A data analysis by Buzzfeed’s news site after the 2016 election found that the most popular fake stories generated greater engagement on Facebook than the top real stories in the three months before Election Day.

Because it’s increasingly easy to fabricate videos, which are viewed as the most reliable evidence available online, reporters “need stronger tools” to weed out frauds, Gilchrist said.

Social media also upends campaign advertising practices. Federal regulations require a record of every political advertisement that is broadcast on television and radio. But online ads have no comparable requirements.

Earlier this month, Twitter Chief Executive Officer Jack Dorsey announced that the platform would take new steps to try to stop harassment and false information. Facebook has partnered with media organizations, including The Associated Press, to flag false information on its platform. It recently announced plans to reform its political advertising, including making all ads on a page visible to all viewers, regardless of whether they were intended to see the spots. It also will require a line identifying the buyer on every political ad and create a four-year archive.

Still, because there are so many candidates for office in the U.S., Facebook is limiting itself to federal races at first.

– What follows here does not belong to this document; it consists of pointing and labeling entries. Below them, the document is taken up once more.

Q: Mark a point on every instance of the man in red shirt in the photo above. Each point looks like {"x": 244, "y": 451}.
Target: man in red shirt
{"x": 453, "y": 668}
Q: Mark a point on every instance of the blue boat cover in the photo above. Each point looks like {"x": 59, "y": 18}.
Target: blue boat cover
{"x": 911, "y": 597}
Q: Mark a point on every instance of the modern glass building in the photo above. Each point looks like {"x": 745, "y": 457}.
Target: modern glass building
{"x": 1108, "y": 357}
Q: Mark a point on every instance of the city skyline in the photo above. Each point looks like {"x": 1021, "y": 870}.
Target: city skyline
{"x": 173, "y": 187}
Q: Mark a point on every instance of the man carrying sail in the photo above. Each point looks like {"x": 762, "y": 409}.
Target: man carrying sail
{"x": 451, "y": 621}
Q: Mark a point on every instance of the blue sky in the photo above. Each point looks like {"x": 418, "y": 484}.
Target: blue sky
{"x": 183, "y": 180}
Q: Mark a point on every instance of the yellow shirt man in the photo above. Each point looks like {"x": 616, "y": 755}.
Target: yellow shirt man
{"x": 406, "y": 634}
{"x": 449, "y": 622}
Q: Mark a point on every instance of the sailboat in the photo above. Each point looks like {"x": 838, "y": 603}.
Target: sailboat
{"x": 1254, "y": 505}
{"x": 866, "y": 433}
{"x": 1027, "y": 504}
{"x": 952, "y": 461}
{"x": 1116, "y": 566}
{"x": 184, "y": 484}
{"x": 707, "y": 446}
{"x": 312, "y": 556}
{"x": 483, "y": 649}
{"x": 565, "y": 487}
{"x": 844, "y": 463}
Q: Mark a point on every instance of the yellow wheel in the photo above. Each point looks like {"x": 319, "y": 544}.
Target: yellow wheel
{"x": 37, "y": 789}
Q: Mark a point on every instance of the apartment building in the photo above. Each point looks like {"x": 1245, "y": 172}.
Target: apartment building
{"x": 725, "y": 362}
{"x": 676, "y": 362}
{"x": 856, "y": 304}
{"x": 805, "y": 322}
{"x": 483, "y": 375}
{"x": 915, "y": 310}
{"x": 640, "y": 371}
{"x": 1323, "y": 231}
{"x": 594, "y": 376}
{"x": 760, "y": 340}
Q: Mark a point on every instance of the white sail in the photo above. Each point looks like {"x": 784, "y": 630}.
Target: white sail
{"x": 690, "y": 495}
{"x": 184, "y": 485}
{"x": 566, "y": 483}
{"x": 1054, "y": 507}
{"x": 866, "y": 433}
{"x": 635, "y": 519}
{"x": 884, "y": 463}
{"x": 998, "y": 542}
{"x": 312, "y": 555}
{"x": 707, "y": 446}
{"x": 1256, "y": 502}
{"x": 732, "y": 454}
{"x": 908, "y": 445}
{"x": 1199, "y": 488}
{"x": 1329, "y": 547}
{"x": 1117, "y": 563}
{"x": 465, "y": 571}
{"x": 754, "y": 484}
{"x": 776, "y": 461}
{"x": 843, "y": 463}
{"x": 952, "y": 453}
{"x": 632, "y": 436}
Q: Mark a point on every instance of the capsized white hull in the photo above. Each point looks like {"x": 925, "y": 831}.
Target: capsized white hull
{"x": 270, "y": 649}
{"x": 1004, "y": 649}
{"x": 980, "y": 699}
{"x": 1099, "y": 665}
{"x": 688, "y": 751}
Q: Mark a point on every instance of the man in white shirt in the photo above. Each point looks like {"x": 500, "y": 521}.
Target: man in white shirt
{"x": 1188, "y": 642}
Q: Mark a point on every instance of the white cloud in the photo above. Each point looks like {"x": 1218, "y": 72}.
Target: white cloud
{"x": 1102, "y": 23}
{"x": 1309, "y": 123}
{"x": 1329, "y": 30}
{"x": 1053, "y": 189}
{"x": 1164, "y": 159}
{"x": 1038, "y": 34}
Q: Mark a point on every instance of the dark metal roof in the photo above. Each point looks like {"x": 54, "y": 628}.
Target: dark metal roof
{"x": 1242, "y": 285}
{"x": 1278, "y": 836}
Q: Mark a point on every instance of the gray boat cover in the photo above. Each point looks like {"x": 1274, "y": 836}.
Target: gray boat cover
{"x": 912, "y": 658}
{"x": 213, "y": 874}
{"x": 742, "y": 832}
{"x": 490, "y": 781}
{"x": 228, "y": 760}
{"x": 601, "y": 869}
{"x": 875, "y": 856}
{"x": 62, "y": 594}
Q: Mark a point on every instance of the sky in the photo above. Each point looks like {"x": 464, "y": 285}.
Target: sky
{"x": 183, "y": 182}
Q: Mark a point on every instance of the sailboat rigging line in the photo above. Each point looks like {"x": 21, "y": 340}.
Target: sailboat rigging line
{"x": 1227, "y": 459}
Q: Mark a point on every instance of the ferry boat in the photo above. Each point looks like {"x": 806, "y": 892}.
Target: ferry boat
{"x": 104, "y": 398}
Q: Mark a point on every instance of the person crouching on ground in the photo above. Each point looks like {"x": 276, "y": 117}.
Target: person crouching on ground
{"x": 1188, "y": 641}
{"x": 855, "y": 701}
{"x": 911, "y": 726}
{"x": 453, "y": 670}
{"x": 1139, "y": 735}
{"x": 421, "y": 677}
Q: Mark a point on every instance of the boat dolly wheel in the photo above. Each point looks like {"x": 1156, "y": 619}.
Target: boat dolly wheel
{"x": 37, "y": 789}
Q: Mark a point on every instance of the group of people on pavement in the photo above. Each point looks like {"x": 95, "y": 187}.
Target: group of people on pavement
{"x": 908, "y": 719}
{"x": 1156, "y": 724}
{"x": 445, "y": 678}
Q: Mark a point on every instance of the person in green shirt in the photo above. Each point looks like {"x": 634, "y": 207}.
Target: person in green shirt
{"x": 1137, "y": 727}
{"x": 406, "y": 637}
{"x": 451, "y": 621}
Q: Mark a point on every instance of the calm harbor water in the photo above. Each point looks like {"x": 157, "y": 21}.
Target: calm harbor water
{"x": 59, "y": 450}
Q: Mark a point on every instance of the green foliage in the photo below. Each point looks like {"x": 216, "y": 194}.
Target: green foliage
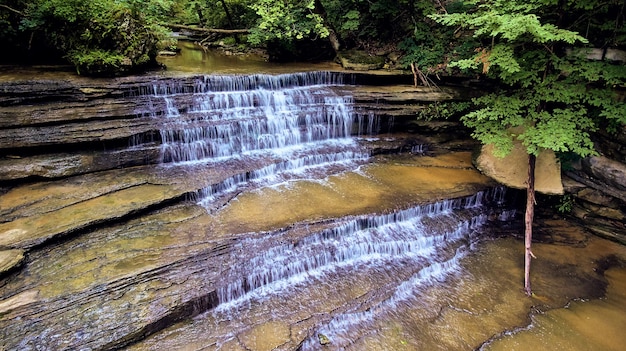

“Facebook is moving faster than regulators are around the world toward some better stuff,” said Sam Jeffers of the UK-based group Who Targets You, which pushes for better online campaign disclosure.

He cited three recent elections in which underdog campaigns invested heavily in online ads and beat the polling expectations to win: the 2015 parliamentary races and the Brexit vote and the U.S. presidential race the following year.

Who Targets You designed an online tool that will collect Facebook political ads and deposit them in a database.

In the U.S., the nonprofit investigative outlet ProPublica has a similar project underway with a widget called Political Ad Tracker, which can be downloaded by readers to build a database of online ads. Other organizations, including the AP, have begun publishing stories specifically intended to knock down false information circulating on social media.

Some efforts are more local. In Seattle’s municipal election last year, online ad spending increased 5,000 percent over the previous cycle in 2013. Eli Sanders, a reporter for the alternative weekly The Stranger, unearthed a city ordinance that requires any outlet that distributes a political ad to make copies available for public inspection. His reporting inspired the city’s ethics and elections commission to demand the data from online outlets.

Google and Facebook have shared some fragmentary information with the Seattle commission, and through them Sanders is getting his own window into the online political marketplace. One outside group that supported the candidate who won the mayoral election, Jenny A. Durkan, spent $20,000 on one ad on a Google platform that the company displayed between 1 million and 5 million times.

“Just like at the national level, locally there is this whole segment of political advertising that is not transparent,” Sanders said.